Deu um grito, levantou e saiu correndo pelo corredor em direção a cozinha. Fui atrás dela andando devagar.

– Será que já está bom? – perguntei retoricamente.

– Sim! Sim!

– Ok, já está frio, mas cuidado com o meio – falei enquanto entregava para ela o prato.

– Posso comer tudo??

– Não né, mas vou deixar você levar o pote todo.

– Eeeeêhhhh! Obrigada papai – virou-se toda faceira com o seu prêmio, um “pote de mel”.

Nesse momento, percebi que tinha descoberto algo que julgava saber. Uma coisa que é tão fácil de entender, mas tão difícil de perceber. A felicidade não constitui um estado no qual atingimos e, finalmente, estamos felizes. Não existe um estado de felicidade. A felicidade está nos pequenos e raros momentos. E, mesmo que a doença tenha colocado a humanidade frente-a-frente com a morte, o fim não é uma novidade. Todos morreremos, sabemos de nosso destino trágico e manifesto.
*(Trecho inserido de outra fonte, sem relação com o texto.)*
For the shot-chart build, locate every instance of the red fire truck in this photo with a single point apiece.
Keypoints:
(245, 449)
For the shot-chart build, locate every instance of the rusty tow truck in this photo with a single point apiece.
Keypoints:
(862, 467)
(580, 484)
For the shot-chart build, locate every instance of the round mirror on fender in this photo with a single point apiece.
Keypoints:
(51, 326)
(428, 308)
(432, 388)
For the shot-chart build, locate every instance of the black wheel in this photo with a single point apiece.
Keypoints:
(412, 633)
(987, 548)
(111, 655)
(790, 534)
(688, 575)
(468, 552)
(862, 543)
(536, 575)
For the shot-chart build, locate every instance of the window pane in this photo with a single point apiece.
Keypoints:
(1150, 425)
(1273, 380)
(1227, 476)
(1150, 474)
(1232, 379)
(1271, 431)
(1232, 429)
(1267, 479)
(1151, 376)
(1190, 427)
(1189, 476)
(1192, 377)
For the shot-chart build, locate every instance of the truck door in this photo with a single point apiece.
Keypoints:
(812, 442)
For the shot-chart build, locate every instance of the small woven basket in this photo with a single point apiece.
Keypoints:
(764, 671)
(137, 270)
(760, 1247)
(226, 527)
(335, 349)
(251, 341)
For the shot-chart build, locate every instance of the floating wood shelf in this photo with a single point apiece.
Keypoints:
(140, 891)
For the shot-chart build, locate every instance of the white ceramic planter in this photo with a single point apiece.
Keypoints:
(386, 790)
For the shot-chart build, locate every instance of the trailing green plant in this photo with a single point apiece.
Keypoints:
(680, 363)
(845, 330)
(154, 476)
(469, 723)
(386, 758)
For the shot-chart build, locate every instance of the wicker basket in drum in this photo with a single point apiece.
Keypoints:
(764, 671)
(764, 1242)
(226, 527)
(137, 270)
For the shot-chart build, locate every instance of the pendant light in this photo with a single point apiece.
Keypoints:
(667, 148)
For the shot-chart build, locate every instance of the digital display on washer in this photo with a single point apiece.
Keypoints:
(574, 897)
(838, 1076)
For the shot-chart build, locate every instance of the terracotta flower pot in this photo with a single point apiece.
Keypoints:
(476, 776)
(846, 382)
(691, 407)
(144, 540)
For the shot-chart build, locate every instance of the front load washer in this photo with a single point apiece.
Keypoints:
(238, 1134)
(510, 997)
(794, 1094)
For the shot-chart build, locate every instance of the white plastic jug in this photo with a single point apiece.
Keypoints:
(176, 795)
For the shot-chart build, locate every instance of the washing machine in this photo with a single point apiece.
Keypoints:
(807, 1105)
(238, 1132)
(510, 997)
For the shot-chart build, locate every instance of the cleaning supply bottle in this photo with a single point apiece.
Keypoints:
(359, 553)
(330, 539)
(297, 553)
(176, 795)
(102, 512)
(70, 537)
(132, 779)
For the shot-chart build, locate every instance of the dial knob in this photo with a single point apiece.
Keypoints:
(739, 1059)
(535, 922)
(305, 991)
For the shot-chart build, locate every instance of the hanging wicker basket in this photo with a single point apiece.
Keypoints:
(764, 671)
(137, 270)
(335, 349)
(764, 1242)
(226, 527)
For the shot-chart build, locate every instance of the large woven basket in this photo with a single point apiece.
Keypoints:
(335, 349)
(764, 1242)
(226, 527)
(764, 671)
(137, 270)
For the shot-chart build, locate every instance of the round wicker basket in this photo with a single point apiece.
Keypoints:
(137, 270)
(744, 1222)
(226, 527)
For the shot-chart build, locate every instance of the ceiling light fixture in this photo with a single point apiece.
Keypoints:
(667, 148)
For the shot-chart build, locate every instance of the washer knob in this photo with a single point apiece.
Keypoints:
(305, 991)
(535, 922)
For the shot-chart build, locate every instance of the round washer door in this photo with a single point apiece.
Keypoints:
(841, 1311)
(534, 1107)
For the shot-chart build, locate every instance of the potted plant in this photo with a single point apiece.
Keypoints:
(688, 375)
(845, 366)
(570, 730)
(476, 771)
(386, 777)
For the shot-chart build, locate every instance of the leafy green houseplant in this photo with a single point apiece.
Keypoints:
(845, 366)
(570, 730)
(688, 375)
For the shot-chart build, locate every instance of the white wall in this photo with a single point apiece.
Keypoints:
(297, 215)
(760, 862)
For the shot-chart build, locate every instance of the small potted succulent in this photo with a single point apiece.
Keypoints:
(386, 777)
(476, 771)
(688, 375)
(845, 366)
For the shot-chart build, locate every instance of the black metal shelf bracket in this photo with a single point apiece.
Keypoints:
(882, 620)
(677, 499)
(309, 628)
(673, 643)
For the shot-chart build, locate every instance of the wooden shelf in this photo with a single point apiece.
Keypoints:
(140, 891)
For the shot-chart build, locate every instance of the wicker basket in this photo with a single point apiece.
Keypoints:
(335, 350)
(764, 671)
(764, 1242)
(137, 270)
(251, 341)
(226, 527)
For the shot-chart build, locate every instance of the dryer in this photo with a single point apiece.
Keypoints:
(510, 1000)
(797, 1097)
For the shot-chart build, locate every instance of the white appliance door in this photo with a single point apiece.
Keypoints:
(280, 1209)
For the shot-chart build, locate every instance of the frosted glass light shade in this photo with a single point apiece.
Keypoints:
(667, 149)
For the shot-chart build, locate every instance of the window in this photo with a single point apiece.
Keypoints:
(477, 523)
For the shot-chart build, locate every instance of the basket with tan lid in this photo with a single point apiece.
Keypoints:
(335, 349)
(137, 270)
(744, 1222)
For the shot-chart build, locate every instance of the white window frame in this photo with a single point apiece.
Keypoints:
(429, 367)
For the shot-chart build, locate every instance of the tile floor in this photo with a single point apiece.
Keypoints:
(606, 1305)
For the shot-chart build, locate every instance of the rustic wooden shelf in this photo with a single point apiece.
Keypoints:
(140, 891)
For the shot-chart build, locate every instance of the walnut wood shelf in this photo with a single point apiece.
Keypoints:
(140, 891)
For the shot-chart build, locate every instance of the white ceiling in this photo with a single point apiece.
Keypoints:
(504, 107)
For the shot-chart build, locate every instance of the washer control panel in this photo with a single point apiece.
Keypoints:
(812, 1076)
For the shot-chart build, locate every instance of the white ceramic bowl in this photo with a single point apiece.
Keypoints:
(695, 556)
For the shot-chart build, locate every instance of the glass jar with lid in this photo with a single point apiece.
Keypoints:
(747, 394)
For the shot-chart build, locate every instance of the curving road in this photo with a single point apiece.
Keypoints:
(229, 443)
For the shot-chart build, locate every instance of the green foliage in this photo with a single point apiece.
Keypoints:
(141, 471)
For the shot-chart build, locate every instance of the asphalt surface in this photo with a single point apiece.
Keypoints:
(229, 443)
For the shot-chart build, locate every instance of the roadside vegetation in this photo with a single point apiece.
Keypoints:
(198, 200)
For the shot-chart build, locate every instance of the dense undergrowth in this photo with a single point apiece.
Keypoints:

Talvez, além de ceifar a vida de tantos, o que de pior fez a doença foi embotar nossa visão desses eventos de felicidade que brilham e se apagam em nossas vidas. A felicidade sempre estará ali, nem mesmo todas as mazelas sanitárias, políticas, sociais poderiam tirá-la de lá. E, naquele momento, ela se apresentava para mim, no olhar de uma criança… Meu coração se encheu de esperança e meus olhos de lágrimas, então, a abracei rapidamente para que não percebesse meu choro.

Horas depois recebemos a mamãe e, no momento daquele abraço triplo, apertado, caloroso, sincero, tive a certeza de que éramos as pessoas mais felizes do mundo.